Nota kesepahaman ini meliputi lima ruang lingkup kerjasama, antara lain: a. Integrasi sistem pemberian layanan persetujuan Visa dan Alih Status; b. Integrasi sistem pemeriksaan rekaman paspor kebangsaan pada Sistem Informasi Manajemen Keimigrasian (SIMKIM); c. Integrasi sistem pencabutan izin prinsip penanaman modal, pendaftaran penanaman modal, dan nomor induk berusaha; d. Penyediaan jaringan komunikasi data; serta e. Peningkatan kapasitas sumber daya manusia.

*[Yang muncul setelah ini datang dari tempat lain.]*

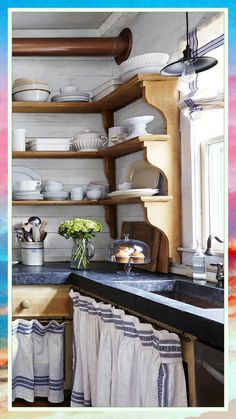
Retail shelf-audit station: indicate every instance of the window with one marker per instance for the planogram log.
(202, 160)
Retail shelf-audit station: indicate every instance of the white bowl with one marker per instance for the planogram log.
(154, 58)
(125, 185)
(89, 141)
(36, 95)
(94, 194)
(127, 75)
(20, 82)
(32, 86)
(72, 88)
(137, 125)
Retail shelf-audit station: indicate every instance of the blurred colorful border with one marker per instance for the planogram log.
(118, 413)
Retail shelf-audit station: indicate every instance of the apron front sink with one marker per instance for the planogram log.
(203, 296)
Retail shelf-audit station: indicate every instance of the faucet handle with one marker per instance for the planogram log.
(219, 274)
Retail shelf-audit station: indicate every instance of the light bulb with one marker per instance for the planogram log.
(188, 73)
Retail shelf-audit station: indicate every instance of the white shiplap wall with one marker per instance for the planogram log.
(152, 32)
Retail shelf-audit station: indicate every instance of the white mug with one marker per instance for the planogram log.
(18, 141)
(27, 185)
(116, 135)
(76, 194)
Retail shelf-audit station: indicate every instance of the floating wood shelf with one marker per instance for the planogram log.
(118, 150)
(110, 202)
(122, 96)
(158, 92)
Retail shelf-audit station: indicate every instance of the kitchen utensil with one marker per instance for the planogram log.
(34, 220)
(142, 174)
(43, 236)
(156, 240)
(27, 185)
(35, 233)
(137, 125)
(71, 88)
(76, 194)
(35, 95)
(23, 173)
(18, 141)
(32, 253)
(89, 141)
(94, 194)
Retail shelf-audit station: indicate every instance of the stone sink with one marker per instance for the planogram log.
(202, 296)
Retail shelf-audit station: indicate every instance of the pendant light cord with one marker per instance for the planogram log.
(187, 35)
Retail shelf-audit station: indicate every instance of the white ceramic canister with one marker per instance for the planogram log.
(32, 253)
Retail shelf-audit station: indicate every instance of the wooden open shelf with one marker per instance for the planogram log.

Menurut Direktur Jenderal Imigrasi Kementerian Hukum dan HAM Ronny F. Sompie, nota kesepahaman tersebut dapat menjadi landasan dalam melakukan integrasi Sistem Perizinan Berusaha dengan Sistem Informasi Manajemen Keimigrasian dalam rangka meningkatkan penanaman modal. “Tujuannya supaya kita punya pedoman yang jelas untuk integrasi sistem. Untuk teknisnya, kita bikin SOP,” jelas Ronny.

Sistem perizinan berusaha yang dikelola oleh BKPM meliputi Sistem Pelayanan Informasi dan Perizinan Investasi Secara Elektronik (SPIPISE) dan Online Single Submission (OSS). SPIPISE merupakan Sistem elektronik pelayanan perizinan dan nonperizinan yang terintegrasi antara BKPM dengan kementerian/lembaga pemerintah yang memiliki kewenangan perizinan dan nonperizinan.

Melalui nota kesepahaman yang ada, BKPM dan Kemenkumham akan bersama-sama berusaha untuk berkolaborasi dengan area kerjasama melalui pertukaran informasi terkait kebijakan dan regulasi yang diperlukan. Selanjutnya, bersama-sama membantu perusahaan atau investor dan mengawasi jalannya iklim penanaman modal di Indonesia.

Menurut data BKPM, tercatat realisasi investasi di Indonesia terus mengalami peningkatan, untuk periode Triwulan I (periode Januari – Maret) Tahun 2019 mencapai Rp 195,1 triliun, naik 5,3% dibanding periode yang sama tahun 2018, yaitu sebesar Rp 185,3 triliun. Nilai investasi selama Triwulan I Tahun 2019 untuk Penanaman Modal Dalam Negeri (PMDN) sebesar Rp 87,2 triliun dan Penanaman Modal Asing (PMA) sebesar Rp 107,9 triliun dengan total tenaga kerja yang terserap mencapai 235.401 tenaga kerja Indonesia.